Step 1: Prepare Raw Data
Action: Run the scripts/prepare_tradeable_data.py script.
Purpose: To scan all your raw price data and generate the master list of all possible assets the system can work with (tradeable_matches.csv).
Documentation: data_preparation.md
Step 2: Define Your Universes
Action: Manually edit the config/universes.yaml file.
Purpose: To define the rules and parameters for your investment strategies (universes).
Documentation: universes.md

Phase 2: Universe-Driven Pipeline¶

These steps are performed whenever you want to generate data for a universe or run a backtest.
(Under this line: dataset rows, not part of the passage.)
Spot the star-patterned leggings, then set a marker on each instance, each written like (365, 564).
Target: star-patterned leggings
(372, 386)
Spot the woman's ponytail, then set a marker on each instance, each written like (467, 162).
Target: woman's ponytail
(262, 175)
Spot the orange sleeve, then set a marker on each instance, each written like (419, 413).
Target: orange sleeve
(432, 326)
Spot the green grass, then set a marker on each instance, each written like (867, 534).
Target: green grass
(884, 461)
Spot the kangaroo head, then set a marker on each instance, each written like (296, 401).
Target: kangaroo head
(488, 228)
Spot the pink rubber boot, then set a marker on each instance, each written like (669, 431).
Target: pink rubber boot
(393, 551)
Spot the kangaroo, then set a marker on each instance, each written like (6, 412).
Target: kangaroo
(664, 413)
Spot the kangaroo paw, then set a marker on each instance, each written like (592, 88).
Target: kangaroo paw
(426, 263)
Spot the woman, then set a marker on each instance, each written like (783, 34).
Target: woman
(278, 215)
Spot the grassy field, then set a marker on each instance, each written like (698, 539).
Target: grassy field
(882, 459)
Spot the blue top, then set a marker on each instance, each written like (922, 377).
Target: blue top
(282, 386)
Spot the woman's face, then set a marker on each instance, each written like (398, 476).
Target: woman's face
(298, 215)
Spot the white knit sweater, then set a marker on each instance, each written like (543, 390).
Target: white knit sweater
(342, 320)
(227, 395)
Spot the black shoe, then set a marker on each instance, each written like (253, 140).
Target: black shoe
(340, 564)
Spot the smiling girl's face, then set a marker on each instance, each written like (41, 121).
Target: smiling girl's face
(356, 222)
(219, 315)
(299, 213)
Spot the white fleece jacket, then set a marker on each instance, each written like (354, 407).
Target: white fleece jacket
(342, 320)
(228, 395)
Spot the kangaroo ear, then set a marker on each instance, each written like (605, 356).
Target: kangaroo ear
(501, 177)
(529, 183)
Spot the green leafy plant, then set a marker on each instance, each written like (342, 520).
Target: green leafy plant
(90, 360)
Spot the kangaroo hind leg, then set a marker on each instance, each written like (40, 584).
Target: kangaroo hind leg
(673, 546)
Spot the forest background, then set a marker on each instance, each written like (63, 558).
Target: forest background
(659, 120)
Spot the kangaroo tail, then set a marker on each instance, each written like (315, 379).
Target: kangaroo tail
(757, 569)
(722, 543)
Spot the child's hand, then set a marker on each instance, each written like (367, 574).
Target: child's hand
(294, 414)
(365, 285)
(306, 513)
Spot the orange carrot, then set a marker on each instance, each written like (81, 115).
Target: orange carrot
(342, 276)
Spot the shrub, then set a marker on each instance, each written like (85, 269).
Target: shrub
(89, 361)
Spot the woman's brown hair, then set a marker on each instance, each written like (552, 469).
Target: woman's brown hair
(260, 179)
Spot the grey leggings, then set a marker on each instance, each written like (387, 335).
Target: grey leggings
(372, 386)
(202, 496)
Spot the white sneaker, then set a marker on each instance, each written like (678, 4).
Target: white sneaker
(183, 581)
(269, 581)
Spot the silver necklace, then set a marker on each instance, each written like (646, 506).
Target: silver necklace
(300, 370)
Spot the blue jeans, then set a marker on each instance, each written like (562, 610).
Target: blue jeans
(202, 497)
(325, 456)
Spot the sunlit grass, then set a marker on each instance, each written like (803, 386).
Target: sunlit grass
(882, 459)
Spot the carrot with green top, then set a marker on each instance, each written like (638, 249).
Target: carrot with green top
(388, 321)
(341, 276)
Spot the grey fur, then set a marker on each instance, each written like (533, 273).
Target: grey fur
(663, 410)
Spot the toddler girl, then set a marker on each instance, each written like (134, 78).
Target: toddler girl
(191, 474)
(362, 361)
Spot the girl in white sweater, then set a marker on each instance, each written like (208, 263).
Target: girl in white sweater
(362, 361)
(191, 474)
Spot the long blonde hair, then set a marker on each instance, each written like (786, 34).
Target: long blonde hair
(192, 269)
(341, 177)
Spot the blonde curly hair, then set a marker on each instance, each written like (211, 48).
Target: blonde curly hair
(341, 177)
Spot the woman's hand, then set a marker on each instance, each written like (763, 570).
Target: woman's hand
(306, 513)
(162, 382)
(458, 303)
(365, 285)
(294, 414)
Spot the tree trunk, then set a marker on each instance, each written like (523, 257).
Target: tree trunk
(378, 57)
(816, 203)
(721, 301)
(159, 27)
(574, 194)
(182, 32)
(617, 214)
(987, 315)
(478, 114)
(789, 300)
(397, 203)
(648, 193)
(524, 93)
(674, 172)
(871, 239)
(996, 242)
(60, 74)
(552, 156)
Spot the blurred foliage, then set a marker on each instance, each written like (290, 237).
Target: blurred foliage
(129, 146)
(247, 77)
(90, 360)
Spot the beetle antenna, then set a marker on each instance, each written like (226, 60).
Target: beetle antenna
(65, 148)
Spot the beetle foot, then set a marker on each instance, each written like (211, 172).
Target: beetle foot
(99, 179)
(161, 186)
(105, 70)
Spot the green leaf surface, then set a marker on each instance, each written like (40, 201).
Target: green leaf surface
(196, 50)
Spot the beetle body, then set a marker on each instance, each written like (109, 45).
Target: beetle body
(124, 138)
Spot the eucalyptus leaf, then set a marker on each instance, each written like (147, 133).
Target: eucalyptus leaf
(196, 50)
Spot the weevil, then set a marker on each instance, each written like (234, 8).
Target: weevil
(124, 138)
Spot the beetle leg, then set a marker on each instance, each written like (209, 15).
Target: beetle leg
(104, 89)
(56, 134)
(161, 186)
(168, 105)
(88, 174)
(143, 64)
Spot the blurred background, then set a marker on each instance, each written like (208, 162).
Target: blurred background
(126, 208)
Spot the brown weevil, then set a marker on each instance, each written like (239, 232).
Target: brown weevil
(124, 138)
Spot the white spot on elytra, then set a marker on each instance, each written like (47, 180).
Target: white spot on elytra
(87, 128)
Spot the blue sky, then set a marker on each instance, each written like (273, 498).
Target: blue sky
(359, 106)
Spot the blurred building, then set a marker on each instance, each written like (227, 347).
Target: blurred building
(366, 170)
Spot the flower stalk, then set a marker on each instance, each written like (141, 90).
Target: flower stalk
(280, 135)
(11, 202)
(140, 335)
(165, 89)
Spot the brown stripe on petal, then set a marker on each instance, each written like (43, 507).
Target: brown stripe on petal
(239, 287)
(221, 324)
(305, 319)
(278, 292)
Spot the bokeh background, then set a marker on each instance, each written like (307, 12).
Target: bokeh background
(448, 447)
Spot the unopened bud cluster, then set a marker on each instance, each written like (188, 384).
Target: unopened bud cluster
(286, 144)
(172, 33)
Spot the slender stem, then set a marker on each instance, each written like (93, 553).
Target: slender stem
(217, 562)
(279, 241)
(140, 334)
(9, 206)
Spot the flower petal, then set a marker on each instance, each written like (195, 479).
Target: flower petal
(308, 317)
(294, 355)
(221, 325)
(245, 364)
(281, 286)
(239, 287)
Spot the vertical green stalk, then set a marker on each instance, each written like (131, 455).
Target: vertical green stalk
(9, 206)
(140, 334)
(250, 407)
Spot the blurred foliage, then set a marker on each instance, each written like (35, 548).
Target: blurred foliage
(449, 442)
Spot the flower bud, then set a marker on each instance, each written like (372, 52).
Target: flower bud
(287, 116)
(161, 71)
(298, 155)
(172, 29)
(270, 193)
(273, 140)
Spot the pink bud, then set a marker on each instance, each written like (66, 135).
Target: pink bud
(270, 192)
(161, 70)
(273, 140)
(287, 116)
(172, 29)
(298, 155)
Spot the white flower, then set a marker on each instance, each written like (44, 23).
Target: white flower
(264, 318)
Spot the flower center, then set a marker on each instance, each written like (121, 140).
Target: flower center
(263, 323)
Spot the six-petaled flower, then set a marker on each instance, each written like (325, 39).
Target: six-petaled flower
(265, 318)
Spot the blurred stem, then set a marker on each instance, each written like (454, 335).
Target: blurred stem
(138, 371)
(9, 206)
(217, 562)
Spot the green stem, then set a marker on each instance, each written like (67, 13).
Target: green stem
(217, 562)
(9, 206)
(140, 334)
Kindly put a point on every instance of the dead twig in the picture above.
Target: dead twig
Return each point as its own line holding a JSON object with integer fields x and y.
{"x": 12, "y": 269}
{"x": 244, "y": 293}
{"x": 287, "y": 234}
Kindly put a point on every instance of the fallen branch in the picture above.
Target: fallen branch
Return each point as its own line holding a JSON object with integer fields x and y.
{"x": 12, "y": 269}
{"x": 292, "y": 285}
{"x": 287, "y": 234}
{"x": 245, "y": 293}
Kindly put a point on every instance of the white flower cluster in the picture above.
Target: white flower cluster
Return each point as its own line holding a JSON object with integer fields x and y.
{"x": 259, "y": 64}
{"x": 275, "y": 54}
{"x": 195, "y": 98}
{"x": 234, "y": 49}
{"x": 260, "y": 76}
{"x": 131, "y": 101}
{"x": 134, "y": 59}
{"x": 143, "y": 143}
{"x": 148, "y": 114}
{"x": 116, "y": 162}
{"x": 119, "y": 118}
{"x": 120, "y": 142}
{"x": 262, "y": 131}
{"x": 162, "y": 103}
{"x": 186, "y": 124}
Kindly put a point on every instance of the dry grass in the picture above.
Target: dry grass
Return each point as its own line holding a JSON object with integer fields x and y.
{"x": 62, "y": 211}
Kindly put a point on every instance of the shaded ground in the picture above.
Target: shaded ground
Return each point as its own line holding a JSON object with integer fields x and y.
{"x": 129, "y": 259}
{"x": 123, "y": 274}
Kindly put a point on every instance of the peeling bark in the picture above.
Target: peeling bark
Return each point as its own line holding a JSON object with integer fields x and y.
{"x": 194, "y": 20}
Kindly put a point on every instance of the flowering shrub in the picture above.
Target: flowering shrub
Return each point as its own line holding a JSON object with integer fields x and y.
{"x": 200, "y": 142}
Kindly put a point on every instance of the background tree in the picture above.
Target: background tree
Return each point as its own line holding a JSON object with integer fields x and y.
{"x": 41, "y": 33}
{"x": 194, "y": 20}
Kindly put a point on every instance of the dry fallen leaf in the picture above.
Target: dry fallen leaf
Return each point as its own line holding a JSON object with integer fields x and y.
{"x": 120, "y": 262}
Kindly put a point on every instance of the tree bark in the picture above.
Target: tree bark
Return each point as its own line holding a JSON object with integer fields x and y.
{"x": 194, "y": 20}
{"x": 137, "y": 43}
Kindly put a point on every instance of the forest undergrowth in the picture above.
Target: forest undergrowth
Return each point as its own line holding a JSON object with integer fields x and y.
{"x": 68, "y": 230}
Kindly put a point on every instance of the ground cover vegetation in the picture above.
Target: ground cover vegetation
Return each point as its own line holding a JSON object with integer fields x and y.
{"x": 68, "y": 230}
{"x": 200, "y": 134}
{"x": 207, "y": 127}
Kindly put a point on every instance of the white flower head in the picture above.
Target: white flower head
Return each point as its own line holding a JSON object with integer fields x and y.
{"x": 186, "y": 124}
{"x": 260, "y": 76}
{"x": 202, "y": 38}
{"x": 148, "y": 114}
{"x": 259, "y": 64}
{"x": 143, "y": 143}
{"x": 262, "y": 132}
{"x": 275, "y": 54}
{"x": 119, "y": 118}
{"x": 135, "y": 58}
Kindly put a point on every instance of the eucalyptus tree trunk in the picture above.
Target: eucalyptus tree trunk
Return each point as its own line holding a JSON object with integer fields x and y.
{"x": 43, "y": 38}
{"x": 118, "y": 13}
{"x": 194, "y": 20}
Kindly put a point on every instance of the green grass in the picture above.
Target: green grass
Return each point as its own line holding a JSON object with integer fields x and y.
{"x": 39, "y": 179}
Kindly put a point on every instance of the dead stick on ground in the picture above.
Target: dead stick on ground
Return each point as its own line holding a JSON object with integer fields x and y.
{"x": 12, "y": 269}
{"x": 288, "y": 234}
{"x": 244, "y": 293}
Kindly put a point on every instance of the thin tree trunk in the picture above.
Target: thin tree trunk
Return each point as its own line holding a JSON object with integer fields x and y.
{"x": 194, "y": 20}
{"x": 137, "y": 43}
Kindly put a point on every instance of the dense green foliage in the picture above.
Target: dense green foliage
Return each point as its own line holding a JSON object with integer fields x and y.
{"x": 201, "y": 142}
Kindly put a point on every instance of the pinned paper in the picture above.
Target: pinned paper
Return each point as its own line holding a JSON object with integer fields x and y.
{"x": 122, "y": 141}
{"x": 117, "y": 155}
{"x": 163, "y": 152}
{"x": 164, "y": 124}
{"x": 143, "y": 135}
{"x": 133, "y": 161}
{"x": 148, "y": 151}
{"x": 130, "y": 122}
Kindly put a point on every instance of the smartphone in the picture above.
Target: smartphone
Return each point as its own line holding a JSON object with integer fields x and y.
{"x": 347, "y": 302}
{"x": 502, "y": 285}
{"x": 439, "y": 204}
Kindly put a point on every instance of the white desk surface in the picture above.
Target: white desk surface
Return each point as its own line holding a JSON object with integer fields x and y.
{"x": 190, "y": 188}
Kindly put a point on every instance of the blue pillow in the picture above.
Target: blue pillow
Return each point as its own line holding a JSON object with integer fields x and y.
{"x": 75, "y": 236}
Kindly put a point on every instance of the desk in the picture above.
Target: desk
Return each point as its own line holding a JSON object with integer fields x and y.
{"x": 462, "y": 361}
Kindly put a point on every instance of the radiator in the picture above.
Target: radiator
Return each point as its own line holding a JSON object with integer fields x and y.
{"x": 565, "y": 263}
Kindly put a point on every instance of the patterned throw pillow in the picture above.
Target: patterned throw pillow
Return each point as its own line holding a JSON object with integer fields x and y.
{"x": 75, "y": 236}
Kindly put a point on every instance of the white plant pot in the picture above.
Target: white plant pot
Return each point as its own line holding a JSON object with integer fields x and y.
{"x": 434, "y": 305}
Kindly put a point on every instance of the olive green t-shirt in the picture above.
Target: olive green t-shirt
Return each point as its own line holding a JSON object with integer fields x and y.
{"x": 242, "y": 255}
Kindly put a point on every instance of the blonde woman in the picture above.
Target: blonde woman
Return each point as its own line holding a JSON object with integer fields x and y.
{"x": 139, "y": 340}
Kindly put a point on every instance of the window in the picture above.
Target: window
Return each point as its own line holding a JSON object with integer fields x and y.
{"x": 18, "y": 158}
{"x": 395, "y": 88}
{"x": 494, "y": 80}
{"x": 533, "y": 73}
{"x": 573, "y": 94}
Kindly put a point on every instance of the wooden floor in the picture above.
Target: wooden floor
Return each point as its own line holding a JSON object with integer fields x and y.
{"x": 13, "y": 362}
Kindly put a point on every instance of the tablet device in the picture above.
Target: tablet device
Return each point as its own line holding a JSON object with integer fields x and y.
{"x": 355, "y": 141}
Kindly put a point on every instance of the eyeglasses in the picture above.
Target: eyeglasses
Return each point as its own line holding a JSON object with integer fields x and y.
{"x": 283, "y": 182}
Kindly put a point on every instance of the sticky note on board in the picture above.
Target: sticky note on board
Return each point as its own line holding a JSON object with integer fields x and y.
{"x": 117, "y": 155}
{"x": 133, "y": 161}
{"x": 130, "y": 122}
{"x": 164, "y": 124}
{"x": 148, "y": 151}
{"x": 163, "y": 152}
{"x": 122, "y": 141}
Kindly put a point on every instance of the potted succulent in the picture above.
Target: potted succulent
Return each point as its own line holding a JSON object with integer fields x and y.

Step 3: Generate Universe Data
Action: Run python scripts/manage_universes.py load <your_universe_name>.
Purpose: This single command reads your YAML file and automatically runs the asset selection, classification, and return calculation steps for you, saving the final returns data to a CSV file.
Documentation: manage_universes.md
Step 4: Construct Portfolio
Action: Run the scripts/construct_portfolio.py script.
Purpose: To take the returns data from the previous step and apply a financial strategy (e.g., Mean-Variance, Risk Parity) to determine the optimal asset weights.
Documentation: portfolio_construction.md
Step 5: Run Backtest
Action: Run the scripts/run_backtest.py script.
Purpose: To simulate the historical performance of your chosen strategy on the universe you prepared, generating a full set of analytics and reports.
Documentation: backtesting.md
Optional: Visualize results and summaries
Action: Use the reporting utilities or your plotting stack
Documentation: visualization.md

Manual (Ad‑Hoc) Workflow¶

For debugging, testing, or one-off experiments, you can run the full suite of scripts individually in sequence. In this workflow, you provide all configuration via command-line arguments and pass the output file from one script as the input to the next.

The sequence is as follows:

Data Preparation — scripts/prepare_tradeable_data.py (data_preparation.md)
Asset Selection — scripts/select_assets.py (asset_selection.md)
Asset Classification — scripts/classify_assets.py (asset_classification.md)
Return Calculation — scripts/calculate_returns.py (calculate_returns.md)
Portfolio Construction — scripts/construct_portfolio.py (portfolio_construction.md)
Backtesting — scripts/run_backtest.py (backtesting.md)
Visualization — reporting utilities (visualization.md)

While this approach offers maximum flexibility, it is not recommended for regular use as it can be tedious and error-prone.

Workflow 3 — Production Optimized¶

For large‑scale production workloads, combine manage_universes.py with automated scheduling, fast I/O backends (polars/pyarrow), and caching layers (statistics caching, incremental resume) to execute the entire pipeline nightly with minimal manual input.

Outputs by Step (Quick Reference)¶

Data Prep → data/metadata/tradeable_matches.csv, data/metadata/unmatched.csv, exported prices dir
Selection → <name>_selected.csv (schema preserves match report columns)
Classification → <name>_classified.csv (adds asset_class/sub_class/geography/confidence)
Returns → <name>_returns.csv (wide matrix, dates as rows)
Construction → weights CSV (or comparison CSV with per‑strategy weights)
Backtest → config.json, summary_report.json, equity_curve.csv, optional trades.csv and viz CSVs

See architecture/INTERFACE_CONTRACTS.md for the canonical schemas and invariants.